-1

I am running a python script as a service in Ubuntu 11.10(using upstart for that). When started, the script runs fine and responds as expected. But after the script is running in background for long lets say 12 hours or so without any activity(user requests) it stops responding. After i check the list of processes in background, its still running.

I understand due to inactivity it will go to sleep, but on receiving the user request it should respond as expected isnt it??
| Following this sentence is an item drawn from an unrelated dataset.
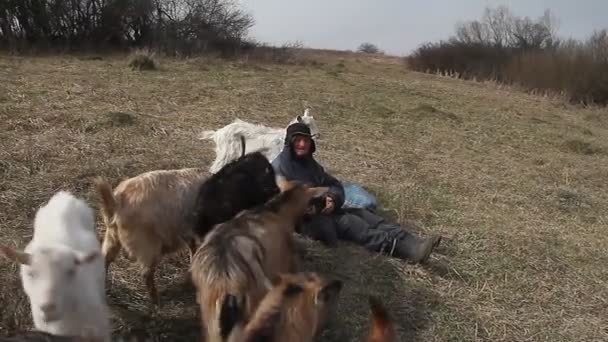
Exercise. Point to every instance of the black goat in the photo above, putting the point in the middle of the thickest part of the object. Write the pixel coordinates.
(242, 184)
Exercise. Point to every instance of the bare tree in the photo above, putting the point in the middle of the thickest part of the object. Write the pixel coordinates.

But after the killing the service, and starting it again, it starts working normally again.

bugs99
  • 15
  • 1
  • 8
  • What does the script do? – Antonis Christofides Jun 15 '12 at 13:17
  • @Antonis - it displays a login page for the user to login and accepts the credentials entered by the user(as for now doesnt matter right or wrong:D ) – bugs99 Jun 18 '12 at 06:26
  • Where does it show this login page? On the web? Is the script a web server itself? Or does apache/nginx/whatever somehow connect to the script, and how? – Antonis Christofides Jun 18 '12 at 16:05
  • Do you see anything if you if you attach strace to it? Use strace like: strace -p pid where pid is the process id of your python process. – gm3dmo Jun 15 '12 at 07:22
  • strace -p pid gives the following:-- Process 9596 attached - interrupt to quit clock_gettime(CLOCK_MONOTONIC, {180417, 477709279}) = 0 gettimeofday({1339747541, 292936}, NULL) = 0 clock_gettime(CLOCK_MONOTONIC, {180417, 477775204}) = 0 epoll_wait(4, {}, 64, 59743) = 0 clock_gettime(CLOCK_MONOTONIC, {180477, 240185635}) = 0 gettimeofday({1339747601, 55516}, NULL) = 0 clock_gettime(CLOCK_MONOTONIC, {180477, 240459588}) = 0 epoll_wait(4, Script is respodning as for now(as i started just a short time ago). Will attach the output of the command again when it will stop responding. – bugs99 Jun 15 '12 at 08:06
  • here's the output of strace -p pid, when the script was not responding:- Process 9596 attached - interrupt to quit clock_gettime(CLOCK_MONOTONIC, {192396, 290429698}) = 0 gettimeofday({1339759520, 105694}, NULL) = 0 clock_gettime(CLOCK_MONOTONIC, {192396, 290592939}) = 0 epoll_wait(4, – bugs99 Jun 15 '12 at 11:26
  • ok, here it is:-- i made the request from my browser and its showing connecting, no error of connection timed out or something like that, just connecting and connecting in browser. The lines in my second comment are repeating when i do strace -p pid. – bugs99 Jun 18 '12 at 06:30

1 Answers1

0

Have you tried running this python script fully detached from a controlling terminal and running as the user the jobs runs as for longer than 12 hours?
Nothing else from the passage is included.